As Austin, Myers is endearingly ridiculous. Like his spy compatriots then and now, Austin is utterly convinced that he is a suave, debonair hipster, an irresistible ladies’ man, an unbeatable superspy. That he is instead an anachronistic neanderthal is as incomprehensible to him as the discovery that Liberace was gay (\\The ladies all loved him. I didn’t see that one coming\\). Of course, superspies, from Bond to Matt Helm, have all been anachronistic neanderthals, and that’s really the point, but Austin’s obliviousness is his charm, and what makes this movie really click -- he has no idea that his snaggle-toothed grin screams out for a good flossing, or that Versace suits have replaced striped hiphuggers and wide, white belts as the couture de riguer of martini-swilling spies. Of course, only the innocent Austin could fully appreciate the naive menace of the Nehru-jacketed Dr. Evil, who devises overly elaborate and easily escapable mechanisms of death, then doesn’t bother to make sure his victims don’t escape because that’s just the way supervillains operate.
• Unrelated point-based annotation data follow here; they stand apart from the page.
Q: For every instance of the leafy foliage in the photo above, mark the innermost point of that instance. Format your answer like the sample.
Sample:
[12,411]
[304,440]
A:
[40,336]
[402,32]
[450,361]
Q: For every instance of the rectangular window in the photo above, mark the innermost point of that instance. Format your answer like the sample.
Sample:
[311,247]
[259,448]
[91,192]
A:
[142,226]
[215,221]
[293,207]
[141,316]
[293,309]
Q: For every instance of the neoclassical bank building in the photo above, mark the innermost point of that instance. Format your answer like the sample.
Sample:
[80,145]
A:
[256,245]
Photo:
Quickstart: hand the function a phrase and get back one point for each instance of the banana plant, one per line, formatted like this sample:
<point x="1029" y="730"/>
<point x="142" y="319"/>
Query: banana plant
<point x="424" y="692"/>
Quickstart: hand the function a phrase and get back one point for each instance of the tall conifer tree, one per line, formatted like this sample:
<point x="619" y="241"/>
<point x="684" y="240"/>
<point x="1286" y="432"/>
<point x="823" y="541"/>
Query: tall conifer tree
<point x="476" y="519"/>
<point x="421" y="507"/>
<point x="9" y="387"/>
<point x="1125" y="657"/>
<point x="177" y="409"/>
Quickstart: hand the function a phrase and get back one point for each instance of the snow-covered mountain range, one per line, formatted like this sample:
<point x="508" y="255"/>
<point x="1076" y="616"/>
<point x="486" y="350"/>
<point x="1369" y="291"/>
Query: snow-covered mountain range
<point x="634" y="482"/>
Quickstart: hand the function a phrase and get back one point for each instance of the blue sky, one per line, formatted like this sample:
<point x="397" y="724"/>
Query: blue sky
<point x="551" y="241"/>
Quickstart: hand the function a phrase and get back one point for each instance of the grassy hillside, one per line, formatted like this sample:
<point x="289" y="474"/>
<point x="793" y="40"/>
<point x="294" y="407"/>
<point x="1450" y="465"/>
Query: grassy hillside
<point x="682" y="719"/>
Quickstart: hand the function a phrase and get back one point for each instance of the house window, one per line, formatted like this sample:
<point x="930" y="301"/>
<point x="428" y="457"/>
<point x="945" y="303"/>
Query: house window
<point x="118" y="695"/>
*Austin Powers* is a giddily elaborate, but uncomplicated spoof that finds funny fodder in the paradoxical reversals that time has wrought: what passed for freedom and modernity in the sexually-liberated 60s now seems deadly dangerous in the safe-sex 90s, while 60s-style danger (shark-infested pools! predatory females!) is laughably tame in the bullet-riddled 90s. *Austin Powers* pokes fun at the past, but the present-day gets it in the ribs, too. Either way, it’s ticklish fun.